Beyond the Hype: Why Many Senior Developers Aren't Using AI Coding Tools
A common assumption is that all software developers are rapidly adopting AI-powered coding assistants, but a closer look reveals a significant divide. While some have integrated these tools deeply into their workflow, many talented and experienced developers remain skeptical or have stopped using them altogether. Their reasons go far beyond simple resistance to change and highlight fundamental aspects of the software development process.
The Case Against AI Tools
For many developers, the hesitation stems from a mismatch between what AI tools offer and where the real challenges of their work lie.
-
The Bottleneck Isn't Typing Speed: A recurring theme is that the most time-consuming part of software development isn't writing code. It's the cognitive work: thinking, reading existing code, discussing architecture, testing, and debugging. Since AI assistants primarily accelerate code generation, they don't address these core bottlenecks for developers whose work is more about problem-solving than production of boilerplate.
-
The Fear of Unmaintainable Code: A major concern is the long-term impact of AI-generated code on maintainability. Drawing parallels to older code-generation frameworks like Ruby on Rails, some argue that AI tools make it easy to generate vast quantities of code that the developer doesn't fundamentally understand. This creates a significant risk, especially in critical systems like banking or medical applications. The fear is a future filled with brittle, hard-to-debug systems maintained by engineers who never learned the underlying principles because the AI handled it for them.
-
The Quality and Trust Deficit: Many who have tried AI tools report that the output is often buggy, inefficient, or simply low-quality. The time spent iterating on prompts, reviewing, and heavily editing the generated code can easily exceed the time it would have taken to write it correctly from the start. This constant need for verification erodes trust and negates the promised productivity gains.
-
The Limits of Common Problems: AI models are trained on vast amounts of existing code, making them excellent at solving problems that have been solved many times before. However, they struggle with novel, domain-specific, or architecturally complex tasks. For these problems, the developer finds that crafting a natural language prompt with the required specificity is just as complex as writing the code itself.
-
Corporate and Security Hurdles: For some, the choice isn't theirs to make. Many companies have banned the use of AI coding tools due to unresolved concerns about intellectual property rights, data security, and the potential for leaking proprietary code.

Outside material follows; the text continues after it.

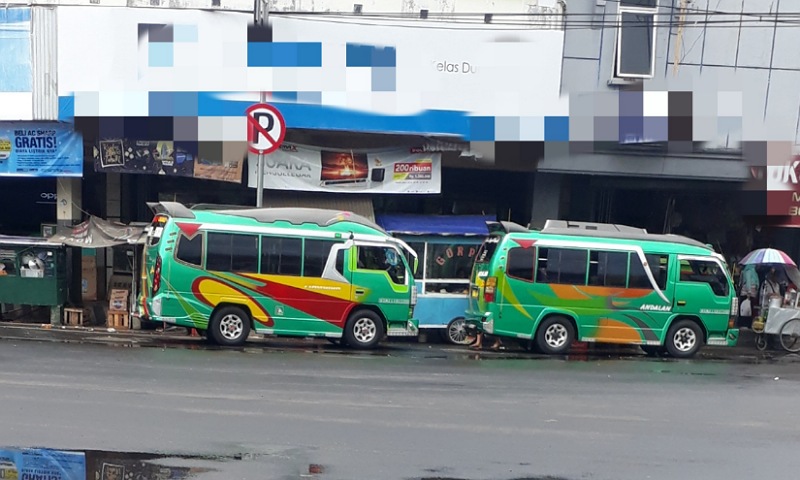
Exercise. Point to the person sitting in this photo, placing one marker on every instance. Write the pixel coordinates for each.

The Case for AI as a 'Coding Buddy'
On the other side of the debate, developers who have successfully integrated AI into their workflows view it not as an autonomous coder but as a powerful assistant or 'coding buddy.'
They use tools like ChatGPT or Claude for a variety of tasks:
- Accelerating Tedious Work: Generating boilerplate code, writing unit tests, and creating documentation are commonly cited wins.
- Research and Brainstorming: AI can quickly explain new concepts, summarize error logs, and serve as a sounding board for different approaches to a problem.
However, even these advocates stress that using AI effectively is a skill. The key is to treat it as a junior partner that needs guidance and supervision. This involves writing clear, detailed instructions and, most importantly, meticulously reviewing and verifying every line of code it produces. For them, the time saved on tedious tasks and research outweighs the overhead of this review process, resulting in a net productivity gain.
Ultimately, the decision to use AI tools appears highly dependent on the nature of a developer's work. Those dealing with high volumes of boilerplate in common frameworks may find them invaluable, while those working on novel or highly complex systems find them to be a distraction that solves problems they don't have.